Depth of Surface Soil‐runoff Interaction as Affected by Rainfall, Soil Slope, and Management

Abstract

AbstractThe effective depth of interaction (EDI) between surface soil and runoff (the thickness of surface soil in which the degree of interaction is equal to that at the soil surface) was determined for five soils of varying physical and chemical properties under simulated rainfall, in order to quantify the effect of rainfall and soil characteristics on EDI. For all soils EDI increased (1.30–37.43 mm) with an increase in rainfall intensity (50–160 mm h−1) and soil slope (2–20%), although the magnitude differed between soils.

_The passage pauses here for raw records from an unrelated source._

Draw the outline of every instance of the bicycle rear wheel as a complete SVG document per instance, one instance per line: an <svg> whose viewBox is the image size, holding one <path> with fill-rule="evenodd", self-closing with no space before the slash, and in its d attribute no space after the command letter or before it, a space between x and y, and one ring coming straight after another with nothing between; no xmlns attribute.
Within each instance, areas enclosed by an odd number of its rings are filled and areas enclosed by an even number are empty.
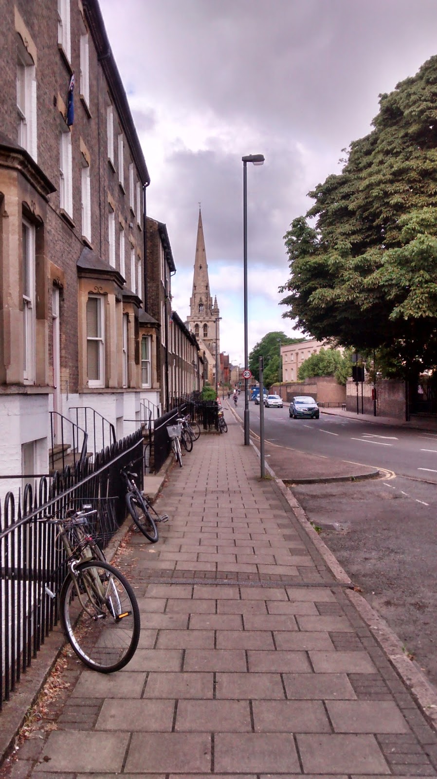
<svg viewBox="0 0 437 779"><path fill-rule="evenodd" d="M129 663L139 640L139 609L115 568L104 561L80 563L62 585L59 606L66 637L86 665L108 674Z"/></svg>
<svg viewBox="0 0 437 779"><path fill-rule="evenodd" d="M187 452L191 452L192 449L192 439L188 430L182 430L181 432L181 441Z"/></svg>
<svg viewBox="0 0 437 779"><path fill-rule="evenodd" d="M126 506L138 529L152 541L152 544L154 544L158 540L158 529L146 501L141 495L128 492Z"/></svg>

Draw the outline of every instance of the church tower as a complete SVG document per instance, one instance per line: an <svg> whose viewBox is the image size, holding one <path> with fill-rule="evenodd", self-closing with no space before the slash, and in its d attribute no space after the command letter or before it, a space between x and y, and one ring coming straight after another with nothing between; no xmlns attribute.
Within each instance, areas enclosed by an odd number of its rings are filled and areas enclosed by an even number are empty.
<svg viewBox="0 0 437 779"><path fill-rule="evenodd" d="M192 293L190 298L190 314L187 317L187 324L199 343L203 344L212 355L214 361L216 354L216 332L217 354L220 354L220 322L217 321L216 323L216 319L219 316L220 311L217 297L214 297L213 303L210 290L208 265L206 263L206 252L205 251L205 239L203 238L203 225L202 224L202 213L199 208L196 256L194 259Z"/></svg>

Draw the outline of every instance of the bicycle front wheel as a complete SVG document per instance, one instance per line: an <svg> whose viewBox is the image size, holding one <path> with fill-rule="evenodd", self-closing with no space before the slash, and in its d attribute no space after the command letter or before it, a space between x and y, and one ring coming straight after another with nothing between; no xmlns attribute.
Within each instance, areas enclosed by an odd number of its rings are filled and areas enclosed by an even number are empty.
<svg viewBox="0 0 437 779"><path fill-rule="evenodd" d="M173 439L173 451L174 453L174 456L178 460L180 467L182 467L182 453L181 452L181 444L179 443L178 438Z"/></svg>
<svg viewBox="0 0 437 779"><path fill-rule="evenodd" d="M185 449L186 449L187 452L191 452L192 449L192 439L189 435L188 430L181 431L181 440L184 445Z"/></svg>
<svg viewBox="0 0 437 779"><path fill-rule="evenodd" d="M189 423L190 431L193 436L193 441L197 441L197 439L200 435L200 428L197 422Z"/></svg>
<svg viewBox="0 0 437 779"><path fill-rule="evenodd" d="M158 529L146 502L140 495L128 492L126 506L138 529L154 544L158 540Z"/></svg>
<svg viewBox="0 0 437 779"><path fill-rule="evenodd" d="M62 585L60 611L66 637L86 665L108 674L129 663L139 640L139 609L115 568L97 560L77 566Z"/></svg>

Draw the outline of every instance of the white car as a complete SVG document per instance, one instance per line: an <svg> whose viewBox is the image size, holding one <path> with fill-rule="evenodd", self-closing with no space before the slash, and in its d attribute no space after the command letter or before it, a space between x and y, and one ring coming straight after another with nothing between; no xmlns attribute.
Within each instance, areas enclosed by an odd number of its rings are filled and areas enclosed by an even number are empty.
<svg viewBox="0 0 437 779"><path fill-rule="evenodd" d="M267 395L264 398L264 405L266 408L282 408L284 404L279 395Z"/></svg>

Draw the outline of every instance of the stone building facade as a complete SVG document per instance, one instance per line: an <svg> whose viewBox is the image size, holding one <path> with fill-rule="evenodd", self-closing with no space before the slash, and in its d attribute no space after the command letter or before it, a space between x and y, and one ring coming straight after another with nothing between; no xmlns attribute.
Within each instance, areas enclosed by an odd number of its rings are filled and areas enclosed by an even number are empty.
<svg viewBox="0 0 437 779"><path fill-rule="evenodd" d="M120 438L159 404L150 177L97 0L0 11L0 474L42 474L50 412L56 444L75 407Z"/></svg>

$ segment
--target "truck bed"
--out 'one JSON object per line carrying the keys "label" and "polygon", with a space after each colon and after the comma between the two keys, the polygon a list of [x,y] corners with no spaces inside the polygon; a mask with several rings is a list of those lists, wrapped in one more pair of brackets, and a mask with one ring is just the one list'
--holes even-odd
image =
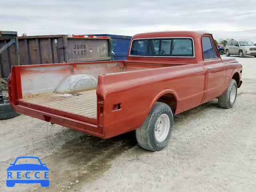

The effect of rainfall intensity was attributed to increased runoff energy enhancing mixing in the surface soil and was also a function of soil aggregation. The magnitude of the EDI increase with increasing soil slope was independent of soil type being a function of runoff energy alone. An avg 73% reduction in EDI following the incorporation of 100 kg wheat straw (Triticum aestivum L. sp.) ha−1 and 80% reduction with a 0.5‐mm2 mesh screen, simulating crop cover, was obtained compared to the control (3.36 mm). For all soils the logarithm (ln) of soil loss was linearly related to the ln EDI. This is to be expected since factors affecting EDI (rainfall intensity, runoff energy, and soil aggregation) also influence soil loss. Regression slope of the logarithmic relationship was similar (at the 5.0% level) for all soils, and regression intercept was related to soil aggregation. Thus, EDI and the effect of rainfall and soil management can be estimated from soil loss. This relationship will improve the prediction of adsorbed chemical (P and pesticides) transport in solution, since chemical transport models presently use a fixed EDI value.